Representative images of meniscus and ligament modifications during post-traumatic OA in DMM joints. a Staining of the contralateral control meniscus. b Toluidine blue staining showed meniscal changes in the DMM mice associated with OA development, including bone formation in the fibrous meniscal attachment site, proteoglycan and bone deposition (red arrow). Col2 deposition was also seen at the sites of high toluidine Blue staining with Sox9-expressing cells (black arrows). c Cruciate ligament insertion site in DMM joints showed areas of strong toluidine blue staining, concomitant with col2 deposition and Sox9 expression. Low mag = low magnification, scale bar = 100 μm; High mag = high magnification, scale bar = 50 μm
Quantification of joint space mineralisation by μCT analysis reveals significant increases in mineralisation volumes in osteoarthritic mouse knees
Mineralised tissues can be visualised in 3-dimensions (3D) and quantified using X-ray based μCT imaging techniques. Using this technique, we aimed to quantify the changes described above to the soft tissues, including ligament and meniscal cartilage/bone formation. To achieve this, we used knee joints (n = 8) from Str/ort mice with a range of cartilage lesion severities (from grade 3 to 6), and from C57CBA F1 mice at 8 weeks following DMM surgery (n = 7) and their contralateral healthy joints, for μCT analysis of the joint space. These analyses showed that Str/ort mouse knee joints developed increased mineralised tissue volume within the joint space with increasing severity of cartilage lesion grades in Str/ort mice (Fig. 5a). Similarly, an increase in mineralised tissue volume was also found in response to DMM surgery compared to the untreated contralateral leg (Fig. 5c).
μCT-based quantification and 3D images of joint space mineralisation with OA progression in Str/ort mice and in response to post-traumatic DMM surgery. a Analysis showed volume of mineralised tissue in the joint space increased with disease severity in Str/ort mice (n = 8) and healthy C57Bl/6 mice (n = 7). b This increase was also visualised in 3D as enlargement of the meniscus and ectopic mineralisation nodules of different sizes (distal and anterior views). c Similar increases in mineralised tissue volume were noted 8 weeks following DMM surgery compared to the contralateral control knee (n = 7), d with mineral nodules primarily in the medial side of the joint. (Lat = Lateral; Med = Medial; Ant = Anterior; Post = Posterior; Prox = Proximal; Dist = Distal). ***for p > 0.001, based on t test between control and DMM. Data presented as mean ± SEM
Representative 3D images of this mineralised tissue however showed differing patterns of pathological mineralisation between these models. The Str/ort mice joints showed early changes in the medial compartment (grade 4), which is also the primary location of cartilage lesions, but developed to more widespread abnormal mineralisation in distinct nodules around both menisci (medial and lateral) in severe OA (grade 6; Fig. 5b). In contrast, the DMM model, which induces OA mainly in the medial compartment, showed increased mineralisation primarily around the medial meniscus primarily compared to contralateral untreated control limbs (Fig. 5d).
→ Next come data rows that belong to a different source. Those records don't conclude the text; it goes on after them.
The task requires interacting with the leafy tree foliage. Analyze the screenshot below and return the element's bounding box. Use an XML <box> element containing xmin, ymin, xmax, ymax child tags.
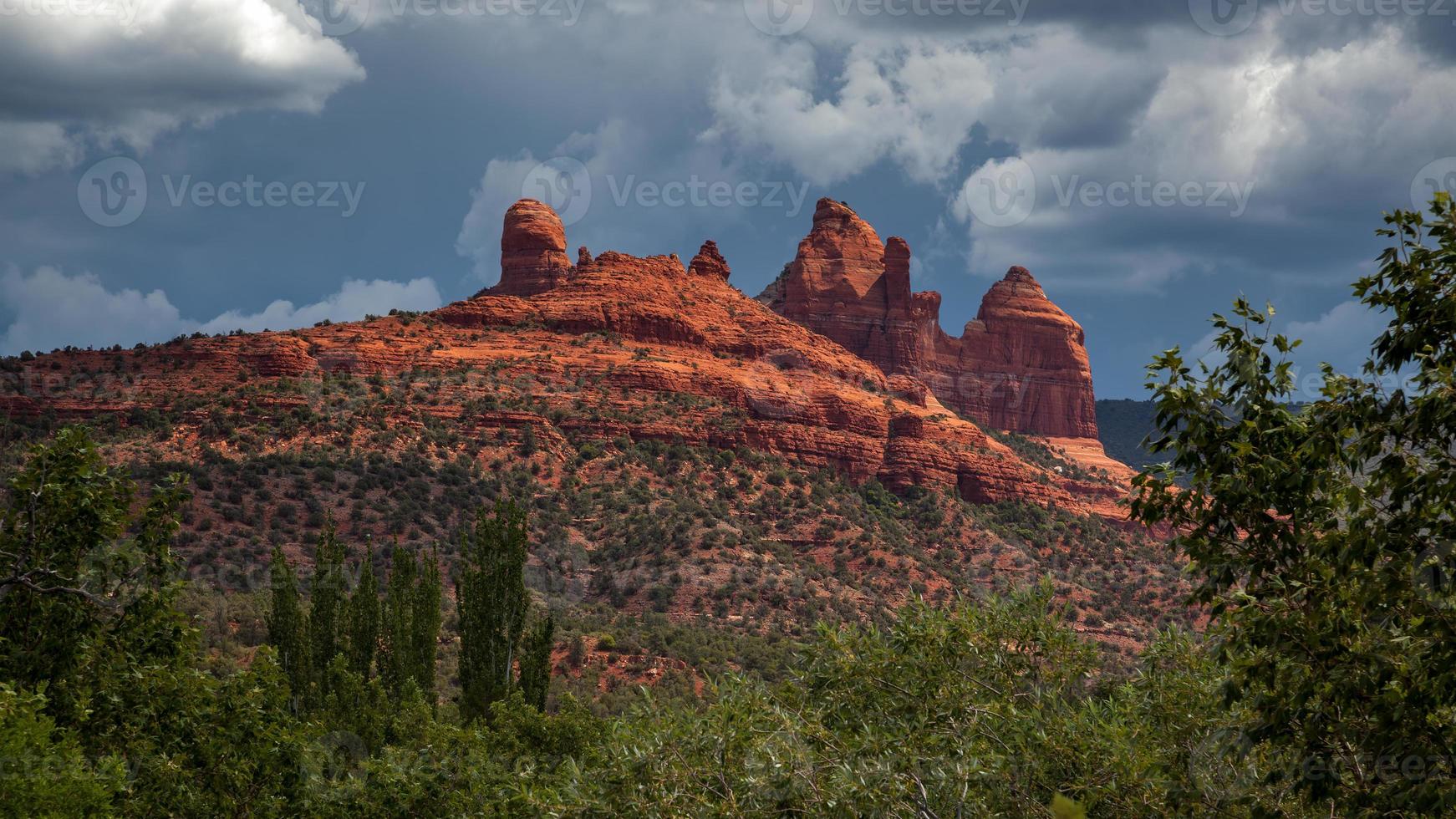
<box><xmin>268</xmin><ymin>546</ymin><xmax>313</xmax><ymax>713</ymax></box>
<box><xmin>347</xmin><ymin>548</ymin><xmax>380</xmax><ymax>679</ymax></box>
<box><xmin>520</xmin><ymin>613</ymin><xmax>556</xmax><ymax>711</ymax></box>
<box><xmin>379</xmin><ymin>544</ymin><xmax>441</xmax><ymax>703</ymax></box>
<box><xmin>1133</xmin><ymin>195</ymin><xmax>1456</xmax><ymax>815</ymax></box>
<box><xmin>456</xmin><ymin>501</ymin><xmax>530</xmax><ymax>720</ymax></box>
<box><xmin>308</xmin><ymin>518</ymin><xmax>348</xmax><ymax>697</ymax></box>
Overall, μCT analysis of the mouse knee showed quantifiable mineralisation changes in the joint space with OA progression.
Discussion
This study describes the pathological changes to the menisci and ligaments during osteoarthritis development in distinct mouse models of OA, including spontaneous Str/ort mouse and surgical post-traumatic DMM models. It is important to assess both types of models as they represent distinct OA subtypes that may develop via different cellular mechanisms [35], and their analyses will allow us to define common potential treatment options regardless of the initiating factor or those that are more specific. We found abnormal patterns of chondrogenesis, ossification, cell hypertrophy, meniscal erosion and loss of fibre alignment in ligaments in both models. Pathological changes in both meniscal and ligamentous tissues indicated endochondral ossification markers included collagen type II matrix formation and Sox9 expression. Moreover, we described the use of μCT analysis to quantify these changes in soft tissue mineralisation/ossification with OA development. These data suggest a common pathway for OA changes in the menisci and ligaments in mice in both spontaneous and post-traumatic disease.
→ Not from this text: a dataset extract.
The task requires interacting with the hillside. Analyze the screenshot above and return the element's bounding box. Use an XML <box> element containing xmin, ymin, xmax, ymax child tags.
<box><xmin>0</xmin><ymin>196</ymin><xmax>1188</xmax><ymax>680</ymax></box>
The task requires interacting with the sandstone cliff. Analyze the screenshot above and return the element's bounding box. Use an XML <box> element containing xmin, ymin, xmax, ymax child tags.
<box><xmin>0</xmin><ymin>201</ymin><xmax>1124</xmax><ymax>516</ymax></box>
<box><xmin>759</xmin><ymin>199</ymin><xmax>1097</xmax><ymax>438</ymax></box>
Similar studies have reported changes in non-articular cartilage tissues during OA development in mice. Some of the meniscal changes reported herein have been briefly reported in Str/ort mice [7,8,9] and more recently in the DMM mouse model [36], with a general histological analysis but no description of the ACL. The description of knee osteoarthritis in Str/ort mice by Walton and others [8, 9] includes reports of heterotopic calcification. In particular, they describe an increased ossification centre in the medial meniscus [8] and a positive association between medial collateral ligament calcification and OA development [9]. These findings agree with our histological data of meniscal ectopic mineralisation and ossified nodules in the collateral ligaments in Str/ort mice. Anderson-MacKenzie et al. showed that Str/ort mice ACLs have increased MMP-2, high collagen remodelling and decreased mechanical strength compared to healthy CBA joints in 27-week-old Str/ort mice, at which time histological OA is well underway [20]. Meanwhile, Kwok et al. showed murine DMM menisci with severe fibrillations, erosion and calcifications [36]. This also matches our histological results and is further strengthened by our μCT mineralisation measurements and our immunohistochemistry, which provides quantification of these changes and insight into the matrix and cellular changes involved.
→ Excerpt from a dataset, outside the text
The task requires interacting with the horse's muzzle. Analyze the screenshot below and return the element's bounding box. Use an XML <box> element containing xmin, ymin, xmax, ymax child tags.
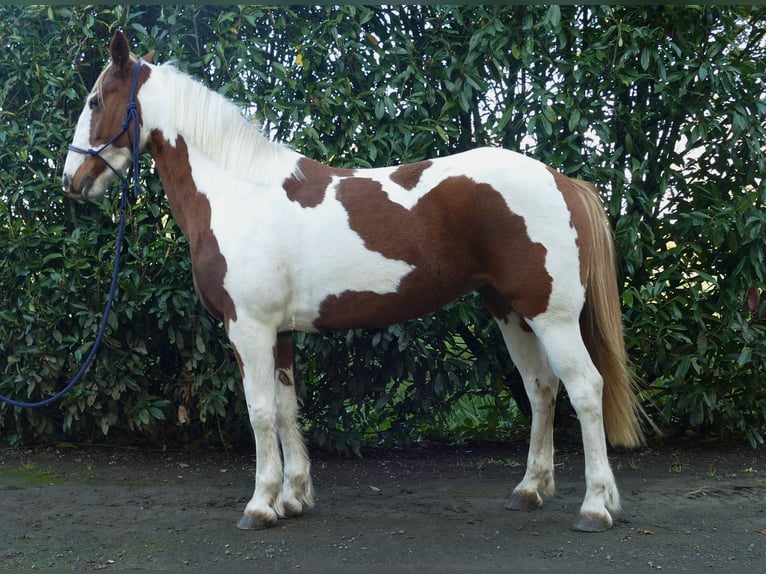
<box><xmin>61</xmin><ymin>174</ymin><xmax>93</xmax><ymax>199</ymax></box>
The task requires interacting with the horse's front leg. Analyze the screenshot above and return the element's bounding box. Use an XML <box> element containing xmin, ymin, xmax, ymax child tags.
<box><xmin>275</xmin><ymin>333</ymin><xmax>314</xmax><ymax>518</ymax></box>
<box><xmin>229</xmin><ymin>318</ymin><xmax>283</xmax><ymax>530</ymax></box>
Col2 and Sox9 markers are typically cartilage-specific markers crucial for endochondral ossification processes. With the exception of ligament enthesis insertion sites [37], positive expression these cartilage markers are not expected in normal ligaments. Healthy menisci express these cartilage markers on the cartilage surface of the main body of the meniscus [11, 14], but not in the outer compartment of the meniscus, where most of the OA changes we describe occur. Similarly to our findings, Col2 and Sox9 have been associated with OA development in human ACLs [38] and confirmed the chondrogenic nature of our observed increased toluidine blue staining in the meniscus and ligament in murine OA.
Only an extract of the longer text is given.